Living in an Ironic World

Saturday, January 06, 2007

<< My first complain in 2007 >>

I wish, I wish, I wish..
that my fyp is in pairs and not indivdual so that I can discuss with my partner all the problems I encounter in the proj, so that there is at least someone to share the stress and workload with me, so that someone will at least understand what the hell I am talking regarding my proj. Nobody seems to understand my proj even tho I tried explaining what it is about. Neither do I understand what my frens' fyp is about. One word: COMPLICATED. Half a sem has gone and I am still at the same spot where I started. NO DIRECTION. LOST. AGITATED. VEXED. ANGRY. Its getting more and more stressed becoz the DEADline for the final report is 13 Mar. One day after my bdae.
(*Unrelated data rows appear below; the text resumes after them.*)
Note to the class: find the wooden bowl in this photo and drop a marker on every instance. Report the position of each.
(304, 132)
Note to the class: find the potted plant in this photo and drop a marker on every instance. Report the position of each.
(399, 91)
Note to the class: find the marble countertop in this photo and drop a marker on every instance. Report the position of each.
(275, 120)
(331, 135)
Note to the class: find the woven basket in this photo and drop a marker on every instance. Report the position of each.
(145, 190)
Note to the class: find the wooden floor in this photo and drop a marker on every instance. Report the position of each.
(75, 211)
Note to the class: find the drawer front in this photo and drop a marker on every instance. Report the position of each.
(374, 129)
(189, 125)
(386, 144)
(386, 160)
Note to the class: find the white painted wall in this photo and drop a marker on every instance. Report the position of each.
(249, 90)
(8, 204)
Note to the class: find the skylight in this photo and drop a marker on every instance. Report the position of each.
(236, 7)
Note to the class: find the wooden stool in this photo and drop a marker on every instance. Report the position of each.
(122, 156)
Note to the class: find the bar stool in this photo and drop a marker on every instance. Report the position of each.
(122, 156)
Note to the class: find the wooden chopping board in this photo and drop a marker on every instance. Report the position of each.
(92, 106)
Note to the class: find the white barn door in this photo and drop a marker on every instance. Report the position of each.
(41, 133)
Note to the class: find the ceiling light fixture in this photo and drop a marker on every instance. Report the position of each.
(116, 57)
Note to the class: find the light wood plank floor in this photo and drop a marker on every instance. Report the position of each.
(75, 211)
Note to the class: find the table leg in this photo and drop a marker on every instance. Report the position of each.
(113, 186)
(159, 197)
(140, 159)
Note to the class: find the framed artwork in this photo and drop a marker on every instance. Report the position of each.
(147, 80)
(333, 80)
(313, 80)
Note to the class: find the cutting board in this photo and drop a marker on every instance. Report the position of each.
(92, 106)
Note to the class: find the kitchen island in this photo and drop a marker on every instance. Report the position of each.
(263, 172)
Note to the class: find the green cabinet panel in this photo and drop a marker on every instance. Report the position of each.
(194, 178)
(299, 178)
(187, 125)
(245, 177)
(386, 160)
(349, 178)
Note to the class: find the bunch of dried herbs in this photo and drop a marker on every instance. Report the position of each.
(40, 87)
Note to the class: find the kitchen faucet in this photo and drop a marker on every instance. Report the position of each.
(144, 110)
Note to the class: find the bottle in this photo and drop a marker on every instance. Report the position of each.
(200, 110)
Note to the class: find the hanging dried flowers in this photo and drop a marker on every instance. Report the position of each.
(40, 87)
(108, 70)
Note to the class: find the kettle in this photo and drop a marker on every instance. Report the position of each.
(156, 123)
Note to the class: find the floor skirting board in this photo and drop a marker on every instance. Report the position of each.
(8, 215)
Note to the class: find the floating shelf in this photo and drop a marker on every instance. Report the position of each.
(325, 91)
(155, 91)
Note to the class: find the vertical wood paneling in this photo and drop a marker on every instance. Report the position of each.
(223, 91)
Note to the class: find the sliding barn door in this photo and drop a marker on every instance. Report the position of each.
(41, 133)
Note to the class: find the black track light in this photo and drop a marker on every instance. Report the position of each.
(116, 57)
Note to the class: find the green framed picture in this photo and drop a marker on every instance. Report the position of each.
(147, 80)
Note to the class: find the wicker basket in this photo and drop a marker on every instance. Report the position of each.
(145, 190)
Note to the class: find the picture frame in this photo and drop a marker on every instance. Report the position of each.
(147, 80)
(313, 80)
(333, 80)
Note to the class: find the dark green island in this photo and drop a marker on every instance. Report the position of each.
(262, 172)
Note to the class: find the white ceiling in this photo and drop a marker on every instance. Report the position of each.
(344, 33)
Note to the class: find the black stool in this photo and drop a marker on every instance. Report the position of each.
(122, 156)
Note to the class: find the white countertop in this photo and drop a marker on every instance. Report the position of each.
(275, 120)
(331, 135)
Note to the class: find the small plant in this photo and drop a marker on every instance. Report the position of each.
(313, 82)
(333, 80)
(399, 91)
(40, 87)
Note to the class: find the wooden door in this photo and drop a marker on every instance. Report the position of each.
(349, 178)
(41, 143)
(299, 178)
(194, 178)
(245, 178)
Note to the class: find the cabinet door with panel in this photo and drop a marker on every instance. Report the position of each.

I am so disappointed with my capability in doing things. First of all, the fyp I am doing has nothing to do with my course of study. Its OPTICS. It was a last min change. Put in other words, I am forced to change to that proj. It was my Prof research proj and I am doing it for my fyp. The diffculty level is 3 times harder. I am very grateful for all the ppl who has help me in my fyp in one way or another but I still have to solve the main prob by MYSELF. Going to bed whenever I faced a prob is my solution now. I always hope I can find some inspiration to solve it after I woke up but I ended up sleeping more, hating the proj more.